The tiled matmul example showed me just how relevant optimizing for different architectures is: there’s a large drop in misses when switching from the 64 kB E-core cache to the 128 kB P-core cache; modifying the block size significantly affects the misses. This illustrates how hardware specific optimizations can be, and therefore how difficult it is to come up with generic implementations that scale.

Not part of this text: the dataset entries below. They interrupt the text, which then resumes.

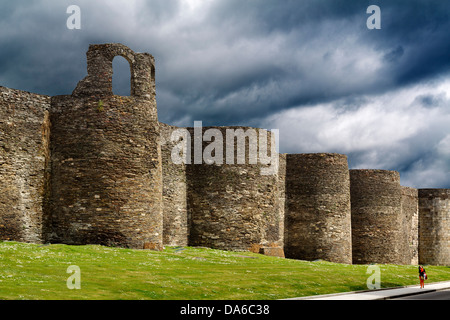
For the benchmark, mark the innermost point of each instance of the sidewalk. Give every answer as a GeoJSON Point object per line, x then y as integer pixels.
{"type": "Point", "coordinates": [381, 294]}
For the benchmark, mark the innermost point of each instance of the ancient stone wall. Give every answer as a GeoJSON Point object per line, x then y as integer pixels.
{"type": "Point", "coordinates": [94, 168]}
{"type": "Point", "coordinates": [106, 182]}
{"type": "Point", "coordinates": [410, 213]}
{"type": "Point", "coordinates": [176, 227]}
{"type": "Point", "coordinates": [377, 232]}
{"type": "Point", "coordinates": [318, 214]}
{"type": "Point", "coordinates": [24, 160]}
{"type": "Point", "coordinates": [434, 226]}
{"type": "Point", "coordinates": [232, 206]}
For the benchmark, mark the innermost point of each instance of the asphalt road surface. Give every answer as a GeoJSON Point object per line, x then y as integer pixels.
{"type": "Point", "coordinates": [438, 295]}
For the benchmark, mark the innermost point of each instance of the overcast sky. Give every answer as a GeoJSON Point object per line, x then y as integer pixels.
{"type": "Point", "coordinates": [310, 68]}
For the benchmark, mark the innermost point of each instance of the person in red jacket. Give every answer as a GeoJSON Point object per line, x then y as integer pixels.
{"type": "Point", "coordinates": [422, 276]}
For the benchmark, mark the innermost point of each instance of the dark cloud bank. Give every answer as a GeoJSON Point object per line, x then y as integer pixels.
{"type": "Point", "coordinates": [311, 69]}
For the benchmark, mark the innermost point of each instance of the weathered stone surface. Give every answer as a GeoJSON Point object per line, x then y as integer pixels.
{"type": "Point", "coordinates": [24, 163]}
{"type": "Point", "coordinates": [106, 182]}
{"type": "Point", "coordinates": [410, 213]}
{"type": "Point", "coordinates": [318, 214]}
{"type": "Point", "coordinates": [272, 251]}
{"type": "Point", "coordinates": [434, 226]}
{"type": "Point", "coordinates": [176, 226]}
{"type": "Point", "coordinates": [232, 206]}
{"type": "Point", "coordinates": [92, 167]}
{"type": "Point", "coordinates": [377, 221]}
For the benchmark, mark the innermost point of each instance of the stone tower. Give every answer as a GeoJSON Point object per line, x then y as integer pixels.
{"type": "Point", "coordinates": [377, 220]}
{"type": "Point", "coordinates": [318, 213]}
{"type": "Point", "coordinates": [106, 181]}
{"type": "Point", "coordinates": [434, 226]}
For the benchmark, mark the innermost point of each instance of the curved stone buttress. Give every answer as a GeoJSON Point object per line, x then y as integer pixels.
{"type": "Point", "coordinates": [106, 183]}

This post shows very little in the power of what you can do with Instruments, but even just this small part helped me see some actual cache miss numbers instead of being purely in the realm of theoretical numbers from our university days. Plugging this methodology into a bigger code base is hard, but it’s always possible to extract some core loop into a basic implementation that you can play around with.